The third element is financing to pay for huge cumulative losses. Each of the

five firms has been a financial innovator, taking advantage of cheap money and

growth-hungry investors. Uber has tapped private capital markets, Nextera has

structured part of its business as a partnership, Tesla has taken deposits from

customers and also trades environmental tax credits. Chesapeake Energy sparked

Wall Street s lust for shale junk bonds, and Netflix has signed commitments to

make $14bn of future payments to studios and artists to buy creative content.

So sustaining a reality distortion field is possible, but the longer it goes on

for, the harder it gets. More capital has to be raised and, in order to justify

it, the bigger the firm s projected ultimate size its terminal value has to be.

Fast growth puts huge strain on managers. At some point the edifice can come

tumbling down. The five companies described here have $60bn of borrowings, and

one, Chesapeake, is struggling with its debt load.

Poker face

A few firms other than Amazon have defied the odds. Over the past 20 years Las

Vegas Sands, a casino firm, Royal Caribbean, a cruise-line company, and Micron

Technology, a chip-maker, each lost $1bn or more for two consecutive years and

went on to prosper. But the chances of success are slim. Of the current members

of the Russell 1000 index, since 1997 only 37 have lost $1bn or more for at

least two years in a row. Of these, 21 still lose money.
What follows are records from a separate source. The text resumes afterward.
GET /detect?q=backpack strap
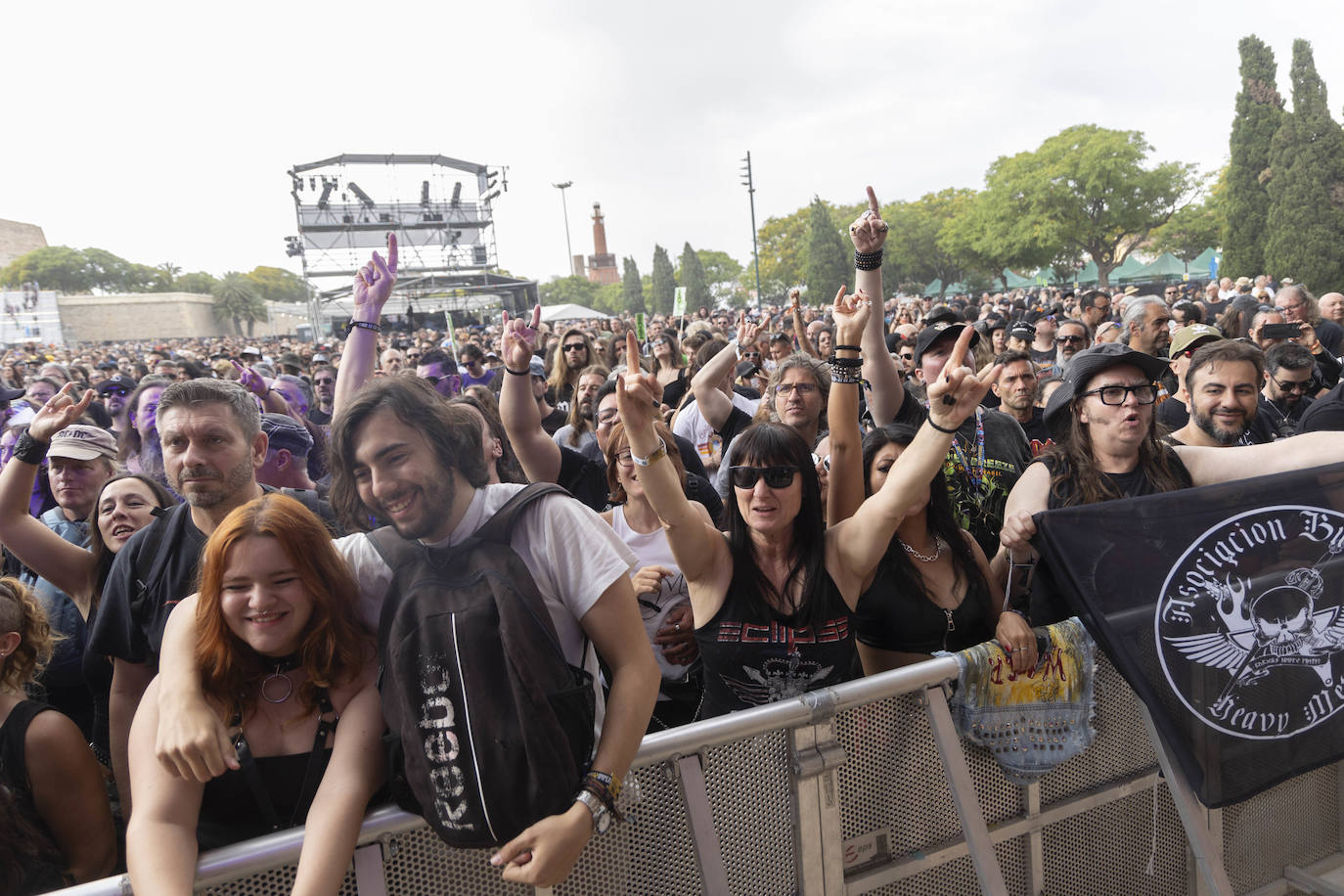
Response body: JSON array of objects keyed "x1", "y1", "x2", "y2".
[{"x1": 475, "y1": 482, "x2": 568, "y2": 546}]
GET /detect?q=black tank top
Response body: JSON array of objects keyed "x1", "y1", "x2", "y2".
[
  {"x1": 694, "y1": 571, "x2": 859, "y2": 719},
  {"x1": 853, "y1": 552, "x2": 995, "y2": 652}
]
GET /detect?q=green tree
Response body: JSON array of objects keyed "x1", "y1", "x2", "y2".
[
  {"x1": 650, "y1": 245, "x2": 676, "y2": 314},
  {"x1": 883, "y1": 187, "x2": 976, "y2": 295},
  {"x1": 247, "y1": 266, "x2": 312, "y2": 302},
  {"x1": 680, "y1": 244, "x2": 714, "y2": 310},
  {"x1": 1205, "y1": 35, "x2": 1283, "y2": 277},
  {"x1": 985, "y1": 125, "x2": 1199, "y2": 288},
  {"x1": 1258, "y1": 40, "x2": 1344, "y2": 291},
  {"x1": 804, "y1": 197, "x2": 853, "y2": 305},
  {"x1": 538, "y1": 274, "x2": 598, "y2": 307},
  {"x1": 0, "y1": 246, "x2": 93, "y2": 292},
  {"x1": 211, "y1": 271, "x2": 267, "y2": 336},
  {"x1": 621, "y1": 256, "x2": 646, "y2": 314},
  {"x1": 1149, "y1": 177, "x2": 1226, "y2": 263},
  {"x1": 172, "y1": 271, "x2": 219, "y2": 295}
]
To justify their valuations, the five firms examined by Schumpeter must grow

their sales by an estimated 8-33% each year for a decade. Based on the record

of all American companies since 1950, and the five firms present revenue

levels, the probability of this happening ranges between 0.1% and 25%, using

statistical tables from Credit Suisse, a bank.

Firms that burn piles of cash are often lionised in an era when growth is

sluggish and few companies reinvest all their profits. But losing a billion

dollars or more a year is a wildly risky affair and the odds are that such

businesses will fall flat. This should not be a surprise hardly anyone can pull

off building a fashion empire around androgyny, wearing a raw meat dress to an

awards ceremony, or singing about life on Mars.

Correction (October 19th, 2017): A previous version of this column said that

Apple lost just $874 in its worst financial year. We neglected to add six

zeroes. The real figure is $874m. Sorry.